No início, deparamos com um monólogo didático do Major-general Nikolay Dolgov que funciona para narrar a sinopse do longa e explicar o contexto que seremos inseridos. E o filme já começa a errar em seus primeiros 5 minutos. A dublagem do russo para o inglês, supera as novelas mexicanas. Som e imagem se tornam inimigos mortais e não sabemos para qual dar atenção. Se possível, opte por ver em russo. Então Os Guardiões nos dá uma lição de tudo o que fazer na produção de um filme ruim. Primeiro não deve-se demitir todos os roteiristas, até porque necessário, não é mesmo?

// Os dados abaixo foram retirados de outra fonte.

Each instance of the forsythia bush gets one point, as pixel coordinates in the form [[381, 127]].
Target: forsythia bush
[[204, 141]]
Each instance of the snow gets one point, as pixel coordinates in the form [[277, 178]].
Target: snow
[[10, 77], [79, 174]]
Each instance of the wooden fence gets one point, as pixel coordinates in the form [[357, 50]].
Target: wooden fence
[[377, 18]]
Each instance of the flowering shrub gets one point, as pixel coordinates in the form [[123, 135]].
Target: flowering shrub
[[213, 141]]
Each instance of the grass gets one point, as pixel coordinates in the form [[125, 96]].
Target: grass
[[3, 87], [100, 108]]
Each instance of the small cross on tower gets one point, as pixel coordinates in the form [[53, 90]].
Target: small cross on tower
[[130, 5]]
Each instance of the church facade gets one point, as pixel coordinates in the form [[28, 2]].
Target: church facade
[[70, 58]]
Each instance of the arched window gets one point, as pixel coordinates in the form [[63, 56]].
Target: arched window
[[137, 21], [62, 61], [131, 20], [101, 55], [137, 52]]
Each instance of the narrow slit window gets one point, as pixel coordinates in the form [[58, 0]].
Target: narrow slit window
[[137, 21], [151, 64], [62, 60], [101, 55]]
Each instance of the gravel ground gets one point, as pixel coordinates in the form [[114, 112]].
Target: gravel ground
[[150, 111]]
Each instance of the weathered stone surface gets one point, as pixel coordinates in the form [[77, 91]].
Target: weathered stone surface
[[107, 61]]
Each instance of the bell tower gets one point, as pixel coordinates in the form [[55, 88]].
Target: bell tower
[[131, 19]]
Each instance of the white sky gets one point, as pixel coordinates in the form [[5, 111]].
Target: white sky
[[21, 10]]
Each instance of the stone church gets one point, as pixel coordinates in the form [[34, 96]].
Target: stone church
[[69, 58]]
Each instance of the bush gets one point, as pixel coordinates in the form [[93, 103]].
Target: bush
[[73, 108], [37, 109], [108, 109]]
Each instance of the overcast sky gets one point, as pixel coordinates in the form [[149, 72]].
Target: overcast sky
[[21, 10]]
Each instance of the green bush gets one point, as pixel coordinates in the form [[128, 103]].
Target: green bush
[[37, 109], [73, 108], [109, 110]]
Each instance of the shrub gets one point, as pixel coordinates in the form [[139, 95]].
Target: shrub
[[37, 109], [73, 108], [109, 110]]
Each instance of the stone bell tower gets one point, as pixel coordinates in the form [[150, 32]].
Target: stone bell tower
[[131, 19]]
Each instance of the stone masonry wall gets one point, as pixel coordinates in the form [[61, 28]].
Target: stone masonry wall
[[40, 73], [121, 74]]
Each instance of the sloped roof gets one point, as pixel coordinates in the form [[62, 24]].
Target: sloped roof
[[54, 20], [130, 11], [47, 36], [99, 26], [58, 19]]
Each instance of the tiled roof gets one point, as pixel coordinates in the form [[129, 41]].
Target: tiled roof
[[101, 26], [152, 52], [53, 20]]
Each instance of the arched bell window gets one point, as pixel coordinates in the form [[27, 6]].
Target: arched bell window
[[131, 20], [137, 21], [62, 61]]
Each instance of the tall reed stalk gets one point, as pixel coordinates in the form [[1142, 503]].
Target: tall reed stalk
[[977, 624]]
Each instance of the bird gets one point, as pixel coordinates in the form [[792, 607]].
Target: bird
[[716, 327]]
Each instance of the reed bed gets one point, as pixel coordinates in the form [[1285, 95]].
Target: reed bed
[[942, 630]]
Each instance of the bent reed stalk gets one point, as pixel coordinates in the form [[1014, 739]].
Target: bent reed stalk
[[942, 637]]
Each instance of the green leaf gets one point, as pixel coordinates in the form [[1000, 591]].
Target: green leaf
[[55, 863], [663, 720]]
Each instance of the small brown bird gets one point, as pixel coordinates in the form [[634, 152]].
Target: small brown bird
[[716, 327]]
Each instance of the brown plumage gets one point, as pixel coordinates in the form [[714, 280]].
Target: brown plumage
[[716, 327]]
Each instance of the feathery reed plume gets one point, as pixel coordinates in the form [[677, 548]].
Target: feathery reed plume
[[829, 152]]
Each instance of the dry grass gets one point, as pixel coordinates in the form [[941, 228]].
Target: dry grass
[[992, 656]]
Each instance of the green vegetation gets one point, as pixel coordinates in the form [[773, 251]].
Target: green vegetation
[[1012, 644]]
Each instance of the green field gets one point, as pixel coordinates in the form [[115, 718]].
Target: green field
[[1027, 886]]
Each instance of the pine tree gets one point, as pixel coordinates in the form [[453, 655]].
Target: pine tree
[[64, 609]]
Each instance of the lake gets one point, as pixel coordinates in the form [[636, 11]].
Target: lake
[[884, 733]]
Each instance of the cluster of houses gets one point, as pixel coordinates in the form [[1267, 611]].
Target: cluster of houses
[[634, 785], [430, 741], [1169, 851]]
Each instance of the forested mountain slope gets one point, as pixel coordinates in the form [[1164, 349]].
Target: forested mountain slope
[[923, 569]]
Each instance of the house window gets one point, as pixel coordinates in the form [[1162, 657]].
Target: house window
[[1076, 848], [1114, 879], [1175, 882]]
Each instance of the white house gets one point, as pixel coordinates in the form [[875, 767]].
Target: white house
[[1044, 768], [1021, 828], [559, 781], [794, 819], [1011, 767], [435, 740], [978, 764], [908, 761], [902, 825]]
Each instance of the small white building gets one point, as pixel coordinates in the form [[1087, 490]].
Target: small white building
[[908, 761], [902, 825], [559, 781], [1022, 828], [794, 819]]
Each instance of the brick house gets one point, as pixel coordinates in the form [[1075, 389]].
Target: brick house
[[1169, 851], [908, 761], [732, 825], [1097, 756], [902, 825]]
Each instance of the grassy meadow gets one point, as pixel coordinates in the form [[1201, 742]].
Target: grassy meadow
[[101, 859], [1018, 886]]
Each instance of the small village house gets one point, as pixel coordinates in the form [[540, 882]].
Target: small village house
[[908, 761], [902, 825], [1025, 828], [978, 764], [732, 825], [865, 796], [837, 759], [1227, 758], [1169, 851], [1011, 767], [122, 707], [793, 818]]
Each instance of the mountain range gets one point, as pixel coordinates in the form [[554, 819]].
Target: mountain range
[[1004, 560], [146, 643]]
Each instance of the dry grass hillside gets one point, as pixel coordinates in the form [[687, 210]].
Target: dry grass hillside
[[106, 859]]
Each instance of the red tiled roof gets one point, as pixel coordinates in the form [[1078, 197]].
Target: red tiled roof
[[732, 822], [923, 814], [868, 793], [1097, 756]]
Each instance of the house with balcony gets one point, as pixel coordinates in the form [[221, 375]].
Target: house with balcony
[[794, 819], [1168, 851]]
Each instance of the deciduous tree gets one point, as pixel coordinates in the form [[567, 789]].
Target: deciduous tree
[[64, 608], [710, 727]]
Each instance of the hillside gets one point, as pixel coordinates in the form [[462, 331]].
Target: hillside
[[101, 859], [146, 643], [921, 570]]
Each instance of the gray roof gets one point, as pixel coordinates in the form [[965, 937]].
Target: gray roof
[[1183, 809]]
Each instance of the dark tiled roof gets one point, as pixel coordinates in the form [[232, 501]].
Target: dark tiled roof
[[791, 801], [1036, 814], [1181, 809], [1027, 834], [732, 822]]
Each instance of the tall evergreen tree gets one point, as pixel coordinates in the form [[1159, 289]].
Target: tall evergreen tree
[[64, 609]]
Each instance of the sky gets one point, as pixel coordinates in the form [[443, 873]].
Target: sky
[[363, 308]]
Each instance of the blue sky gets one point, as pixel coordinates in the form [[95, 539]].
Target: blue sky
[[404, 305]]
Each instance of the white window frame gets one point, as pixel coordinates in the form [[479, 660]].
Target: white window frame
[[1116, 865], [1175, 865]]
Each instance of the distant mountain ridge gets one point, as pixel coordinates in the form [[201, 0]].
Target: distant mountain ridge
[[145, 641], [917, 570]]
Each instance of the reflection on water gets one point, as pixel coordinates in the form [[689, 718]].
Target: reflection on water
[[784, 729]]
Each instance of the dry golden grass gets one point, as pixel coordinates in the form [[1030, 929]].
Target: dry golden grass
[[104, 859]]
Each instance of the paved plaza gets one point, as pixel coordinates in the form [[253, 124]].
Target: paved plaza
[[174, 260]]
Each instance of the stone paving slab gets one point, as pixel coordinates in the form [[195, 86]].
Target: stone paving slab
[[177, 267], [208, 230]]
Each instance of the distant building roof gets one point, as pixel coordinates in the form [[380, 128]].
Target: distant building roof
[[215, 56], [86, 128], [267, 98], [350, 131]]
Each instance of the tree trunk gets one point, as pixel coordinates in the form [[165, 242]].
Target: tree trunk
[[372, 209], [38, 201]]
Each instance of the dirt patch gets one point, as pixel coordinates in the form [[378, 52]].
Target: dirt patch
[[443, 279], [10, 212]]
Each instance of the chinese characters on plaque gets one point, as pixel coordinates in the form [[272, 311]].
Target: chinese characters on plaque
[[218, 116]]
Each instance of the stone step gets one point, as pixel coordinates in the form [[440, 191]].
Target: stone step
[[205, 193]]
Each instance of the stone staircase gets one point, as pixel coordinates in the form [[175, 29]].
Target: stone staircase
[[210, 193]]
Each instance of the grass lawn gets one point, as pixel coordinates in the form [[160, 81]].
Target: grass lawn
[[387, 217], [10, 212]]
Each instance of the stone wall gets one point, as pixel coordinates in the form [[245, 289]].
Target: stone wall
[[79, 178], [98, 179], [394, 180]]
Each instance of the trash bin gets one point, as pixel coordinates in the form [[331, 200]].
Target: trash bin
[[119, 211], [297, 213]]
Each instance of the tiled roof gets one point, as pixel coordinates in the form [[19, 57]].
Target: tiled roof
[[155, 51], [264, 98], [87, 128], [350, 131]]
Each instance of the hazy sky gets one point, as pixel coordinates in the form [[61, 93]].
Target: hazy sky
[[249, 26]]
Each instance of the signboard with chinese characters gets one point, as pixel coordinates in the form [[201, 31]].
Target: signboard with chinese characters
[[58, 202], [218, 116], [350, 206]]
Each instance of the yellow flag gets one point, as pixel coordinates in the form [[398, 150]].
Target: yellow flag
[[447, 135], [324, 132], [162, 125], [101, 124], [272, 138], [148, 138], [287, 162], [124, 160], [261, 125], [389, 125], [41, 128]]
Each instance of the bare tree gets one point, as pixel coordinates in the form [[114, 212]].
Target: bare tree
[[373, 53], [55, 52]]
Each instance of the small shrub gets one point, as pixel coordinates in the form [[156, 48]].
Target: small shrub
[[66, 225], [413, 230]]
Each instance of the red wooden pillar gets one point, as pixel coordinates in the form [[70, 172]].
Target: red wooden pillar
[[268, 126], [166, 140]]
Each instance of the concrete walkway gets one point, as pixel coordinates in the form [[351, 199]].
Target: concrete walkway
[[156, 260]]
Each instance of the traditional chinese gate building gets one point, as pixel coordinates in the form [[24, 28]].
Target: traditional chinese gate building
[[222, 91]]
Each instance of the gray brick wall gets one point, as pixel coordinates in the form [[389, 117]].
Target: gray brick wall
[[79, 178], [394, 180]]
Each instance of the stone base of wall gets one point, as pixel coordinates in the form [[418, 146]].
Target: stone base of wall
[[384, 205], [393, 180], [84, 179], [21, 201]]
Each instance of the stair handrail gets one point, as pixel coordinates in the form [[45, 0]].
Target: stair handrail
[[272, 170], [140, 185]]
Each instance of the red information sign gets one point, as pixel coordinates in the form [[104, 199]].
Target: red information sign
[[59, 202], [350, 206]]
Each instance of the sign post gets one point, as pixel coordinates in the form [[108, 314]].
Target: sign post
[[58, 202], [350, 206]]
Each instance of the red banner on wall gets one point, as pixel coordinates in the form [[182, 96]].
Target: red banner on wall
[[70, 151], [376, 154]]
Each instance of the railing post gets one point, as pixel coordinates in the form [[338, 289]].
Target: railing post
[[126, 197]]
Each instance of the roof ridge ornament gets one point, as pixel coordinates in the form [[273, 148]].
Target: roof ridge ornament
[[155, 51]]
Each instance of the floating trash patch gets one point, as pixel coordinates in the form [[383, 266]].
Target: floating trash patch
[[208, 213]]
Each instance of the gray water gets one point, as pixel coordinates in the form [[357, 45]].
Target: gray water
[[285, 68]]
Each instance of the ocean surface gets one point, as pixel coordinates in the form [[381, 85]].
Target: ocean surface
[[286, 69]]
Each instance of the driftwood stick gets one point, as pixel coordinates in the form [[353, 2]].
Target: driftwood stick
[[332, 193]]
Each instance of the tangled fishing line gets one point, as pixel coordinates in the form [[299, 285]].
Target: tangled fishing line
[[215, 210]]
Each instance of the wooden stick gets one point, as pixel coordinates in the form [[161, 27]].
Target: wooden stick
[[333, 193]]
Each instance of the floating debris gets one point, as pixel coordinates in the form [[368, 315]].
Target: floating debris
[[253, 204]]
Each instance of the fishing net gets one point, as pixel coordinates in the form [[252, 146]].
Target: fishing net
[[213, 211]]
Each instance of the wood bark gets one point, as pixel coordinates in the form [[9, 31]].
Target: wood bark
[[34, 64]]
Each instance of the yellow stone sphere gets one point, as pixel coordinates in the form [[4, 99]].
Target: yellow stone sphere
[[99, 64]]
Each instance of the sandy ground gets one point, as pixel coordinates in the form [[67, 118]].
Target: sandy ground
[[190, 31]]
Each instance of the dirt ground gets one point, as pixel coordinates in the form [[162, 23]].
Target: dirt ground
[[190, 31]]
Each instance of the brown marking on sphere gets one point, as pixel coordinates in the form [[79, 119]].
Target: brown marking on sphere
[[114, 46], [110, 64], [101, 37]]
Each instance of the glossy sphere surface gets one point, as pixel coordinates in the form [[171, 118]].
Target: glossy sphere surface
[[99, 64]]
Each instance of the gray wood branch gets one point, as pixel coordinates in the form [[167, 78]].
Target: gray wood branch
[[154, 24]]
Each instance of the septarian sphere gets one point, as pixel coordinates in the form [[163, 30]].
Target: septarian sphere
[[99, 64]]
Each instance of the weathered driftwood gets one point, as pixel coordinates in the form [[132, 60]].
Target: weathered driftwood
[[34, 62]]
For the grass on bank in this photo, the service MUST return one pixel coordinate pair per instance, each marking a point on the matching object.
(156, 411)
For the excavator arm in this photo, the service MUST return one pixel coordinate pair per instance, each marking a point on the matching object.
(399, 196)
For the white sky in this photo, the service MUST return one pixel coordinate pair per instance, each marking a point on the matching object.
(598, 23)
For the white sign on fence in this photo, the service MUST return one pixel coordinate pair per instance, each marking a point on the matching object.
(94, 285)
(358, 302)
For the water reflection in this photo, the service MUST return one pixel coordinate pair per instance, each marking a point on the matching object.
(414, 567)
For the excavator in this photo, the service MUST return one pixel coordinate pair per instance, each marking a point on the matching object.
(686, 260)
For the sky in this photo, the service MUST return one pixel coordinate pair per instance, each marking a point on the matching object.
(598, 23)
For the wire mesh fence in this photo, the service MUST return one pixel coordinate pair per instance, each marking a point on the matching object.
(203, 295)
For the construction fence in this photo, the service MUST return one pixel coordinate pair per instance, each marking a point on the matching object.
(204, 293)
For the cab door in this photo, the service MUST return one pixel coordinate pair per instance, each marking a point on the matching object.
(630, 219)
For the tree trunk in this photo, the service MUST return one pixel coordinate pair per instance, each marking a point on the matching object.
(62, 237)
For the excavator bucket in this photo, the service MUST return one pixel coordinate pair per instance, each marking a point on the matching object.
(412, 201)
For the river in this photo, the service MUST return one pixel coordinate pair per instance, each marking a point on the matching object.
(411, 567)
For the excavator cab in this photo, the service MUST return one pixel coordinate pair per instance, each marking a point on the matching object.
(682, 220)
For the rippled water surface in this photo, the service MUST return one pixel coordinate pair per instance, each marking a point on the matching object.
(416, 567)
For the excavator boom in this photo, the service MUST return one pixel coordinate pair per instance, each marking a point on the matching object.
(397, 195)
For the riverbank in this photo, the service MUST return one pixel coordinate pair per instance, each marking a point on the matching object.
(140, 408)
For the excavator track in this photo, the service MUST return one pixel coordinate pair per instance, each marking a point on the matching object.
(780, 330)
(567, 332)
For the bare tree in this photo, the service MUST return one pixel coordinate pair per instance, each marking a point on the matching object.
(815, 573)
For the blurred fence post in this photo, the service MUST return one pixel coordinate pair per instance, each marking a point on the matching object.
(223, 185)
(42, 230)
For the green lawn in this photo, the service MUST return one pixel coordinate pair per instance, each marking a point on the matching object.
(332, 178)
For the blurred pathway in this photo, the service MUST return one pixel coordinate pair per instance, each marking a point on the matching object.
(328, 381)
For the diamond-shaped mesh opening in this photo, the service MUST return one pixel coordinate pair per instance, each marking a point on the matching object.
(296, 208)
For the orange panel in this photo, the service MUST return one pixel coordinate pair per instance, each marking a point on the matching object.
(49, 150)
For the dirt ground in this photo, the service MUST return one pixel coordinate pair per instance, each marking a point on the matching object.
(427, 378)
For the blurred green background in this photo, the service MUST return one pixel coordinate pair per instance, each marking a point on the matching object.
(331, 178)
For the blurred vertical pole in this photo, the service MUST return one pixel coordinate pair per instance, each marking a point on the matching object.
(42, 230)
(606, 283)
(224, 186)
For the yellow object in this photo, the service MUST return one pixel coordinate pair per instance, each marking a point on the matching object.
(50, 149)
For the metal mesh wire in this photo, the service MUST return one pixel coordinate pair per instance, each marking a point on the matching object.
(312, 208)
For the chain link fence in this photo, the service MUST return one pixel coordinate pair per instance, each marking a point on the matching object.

Aquilo que aparenta ser uma história é jogada no público: encontrar os heróis que viviam “escondidos” é ridiculamente fácil e convencê-los é como dar doce pra criança.
Todos os clichês se reúnem num festival novelesco e parecem precisar estar lá independente se fazem sentido ou se pretendem ser resolvidos. Tudo gira em torno do grande plano maligno de dominar o mundo do vilão, que triunfa sobre o esquadrão num piscar de olhos. O enredo simplório não chega nem a ser atrativo. O tempo dos acontecimentos torna desconexo com a realidade. Por exemplo: o professor Kuratov conquista Moscou rapidamente e sem nenhum impedimento, enquanto os quarteto está treinando com bonecos de madeira. E ninguém faz nada. Há também erros como aprisioná-los junto com suas armas. Que falha tola, não é mesmo?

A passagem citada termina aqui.